- Rapson Location within the state of Michigan Rapson Rapson (the United States)
- Coordinates: 43°51′22″N 82°52′57″W﻿ / ﻿43.85611°N 82.88250°W
- Country: United States
- State: Michigan
- County: Huron
- Townships: Bloomfield, Lincoln, Verona, and Sigel
- Elevation: 728 ft (222 m)
- Time zone: UTC-5 (Eastern (EST))
- • Summer (DST): UTC-4 (EDT)
- ZIP code(s): 48413
- Area code: 989
- GNIS feature ID: 635653

= Rapson, Michigan =

Rapson is an unincorporated community in Huron County in the U.S. state of Michigan, located in what is popularly called the Thumb portion of the Lower Peninsula. It is situated at the corners where four townships meet at Rapson and Verona Roads: Bloomfield on the northeast, Sigel on the southeast, Verona on the southwest, and Lincoln on the northwest.

== Education ==
Rapson was home to a one-room school house for 96 years. Officially known as Bloomfield Township District No. 7 Frl., students could attend from kindergarten through 8th grade. In its heyday, Rapson School had as many as 50 students. It closed in 2008 when enrollment dropped to just one student.

== Church ==
St. Joseph's Catholic Church is the only church located in Rapson. The priest in residence also served Mass at Most Holy Trinity Catholic Church located 7 miles to the south in Smith Corners.
Most Holy Trinity Catholic Church merged with St Joseph's Catholic Church and Sacred Heart Catholic Church (located in Bad Axe, MI) Forming St. Hubert's Parish. Most Holy Trinity is no longer in operation as a Catholic church. St.
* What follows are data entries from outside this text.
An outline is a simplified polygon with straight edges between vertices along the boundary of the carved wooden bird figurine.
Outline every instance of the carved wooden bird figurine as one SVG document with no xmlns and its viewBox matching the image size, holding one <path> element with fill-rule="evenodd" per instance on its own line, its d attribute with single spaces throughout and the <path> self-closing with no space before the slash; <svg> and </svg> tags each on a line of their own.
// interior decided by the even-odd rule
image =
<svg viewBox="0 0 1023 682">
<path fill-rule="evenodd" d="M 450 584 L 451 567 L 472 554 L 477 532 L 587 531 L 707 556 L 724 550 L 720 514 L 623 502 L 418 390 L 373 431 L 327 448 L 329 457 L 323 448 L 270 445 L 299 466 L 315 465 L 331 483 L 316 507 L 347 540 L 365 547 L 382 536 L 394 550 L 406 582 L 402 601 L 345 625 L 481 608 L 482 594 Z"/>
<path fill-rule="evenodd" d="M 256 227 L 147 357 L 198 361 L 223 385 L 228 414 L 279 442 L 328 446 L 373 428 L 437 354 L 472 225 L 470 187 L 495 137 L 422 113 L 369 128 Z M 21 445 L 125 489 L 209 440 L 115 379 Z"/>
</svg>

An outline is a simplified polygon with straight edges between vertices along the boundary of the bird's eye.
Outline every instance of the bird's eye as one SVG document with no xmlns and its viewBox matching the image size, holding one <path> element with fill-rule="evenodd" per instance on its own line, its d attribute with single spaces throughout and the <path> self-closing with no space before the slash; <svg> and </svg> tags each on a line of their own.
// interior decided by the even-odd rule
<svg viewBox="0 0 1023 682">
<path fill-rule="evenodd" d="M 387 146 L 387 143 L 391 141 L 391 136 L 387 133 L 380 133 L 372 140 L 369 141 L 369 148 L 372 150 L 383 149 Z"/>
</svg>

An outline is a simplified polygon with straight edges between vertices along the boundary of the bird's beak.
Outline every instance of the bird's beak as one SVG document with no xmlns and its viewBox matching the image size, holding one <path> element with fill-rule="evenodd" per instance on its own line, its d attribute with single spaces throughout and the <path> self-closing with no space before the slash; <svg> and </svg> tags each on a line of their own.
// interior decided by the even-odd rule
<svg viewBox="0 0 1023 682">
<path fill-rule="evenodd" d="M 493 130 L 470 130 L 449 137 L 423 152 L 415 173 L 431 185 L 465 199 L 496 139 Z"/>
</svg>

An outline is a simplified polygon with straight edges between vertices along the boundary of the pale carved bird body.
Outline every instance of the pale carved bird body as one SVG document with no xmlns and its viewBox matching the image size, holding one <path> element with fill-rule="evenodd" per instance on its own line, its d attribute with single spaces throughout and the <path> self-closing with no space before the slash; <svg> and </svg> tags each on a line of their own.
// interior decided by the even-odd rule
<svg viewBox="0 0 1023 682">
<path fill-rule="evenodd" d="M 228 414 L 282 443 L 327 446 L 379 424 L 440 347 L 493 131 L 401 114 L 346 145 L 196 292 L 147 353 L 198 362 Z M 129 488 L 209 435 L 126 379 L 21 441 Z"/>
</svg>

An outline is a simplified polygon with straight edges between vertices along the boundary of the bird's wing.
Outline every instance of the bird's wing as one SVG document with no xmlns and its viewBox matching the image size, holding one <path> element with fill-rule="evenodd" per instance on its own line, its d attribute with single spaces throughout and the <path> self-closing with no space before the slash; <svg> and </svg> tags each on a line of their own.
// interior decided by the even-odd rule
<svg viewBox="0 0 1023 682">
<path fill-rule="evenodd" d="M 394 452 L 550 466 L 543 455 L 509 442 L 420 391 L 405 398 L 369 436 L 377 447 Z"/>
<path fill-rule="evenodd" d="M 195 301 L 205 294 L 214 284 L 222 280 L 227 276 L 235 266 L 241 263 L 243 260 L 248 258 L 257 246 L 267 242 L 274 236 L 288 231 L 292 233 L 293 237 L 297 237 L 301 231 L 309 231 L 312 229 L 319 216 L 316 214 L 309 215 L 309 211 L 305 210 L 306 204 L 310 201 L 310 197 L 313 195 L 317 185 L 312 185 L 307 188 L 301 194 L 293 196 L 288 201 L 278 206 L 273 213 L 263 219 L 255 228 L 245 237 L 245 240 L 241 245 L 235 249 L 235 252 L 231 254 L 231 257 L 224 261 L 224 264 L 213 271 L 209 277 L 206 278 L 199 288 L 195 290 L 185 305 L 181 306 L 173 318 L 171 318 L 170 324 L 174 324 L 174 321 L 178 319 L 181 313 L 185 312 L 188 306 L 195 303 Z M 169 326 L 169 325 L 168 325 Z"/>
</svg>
Joseph's rectory was torn down in 2018, after nearly ten years of vacancy.

== Social ==
While Rapson was once home to 'The Grainery' bar, the building was then occupied by the Bad Axe Moose Lodge #2358. The Moose Lodge has since closed.

== Media ==
Rapson is served by a daily newspaper, the Huron Daily Tribune, and two commercial radio stations owned by Thumb Broadcasting, WLEW-AM/FM. WLEW-AM 1340 plays country music, and WLEW-FM, known as "Cruise 102.1," features an adult hits/classic hits format.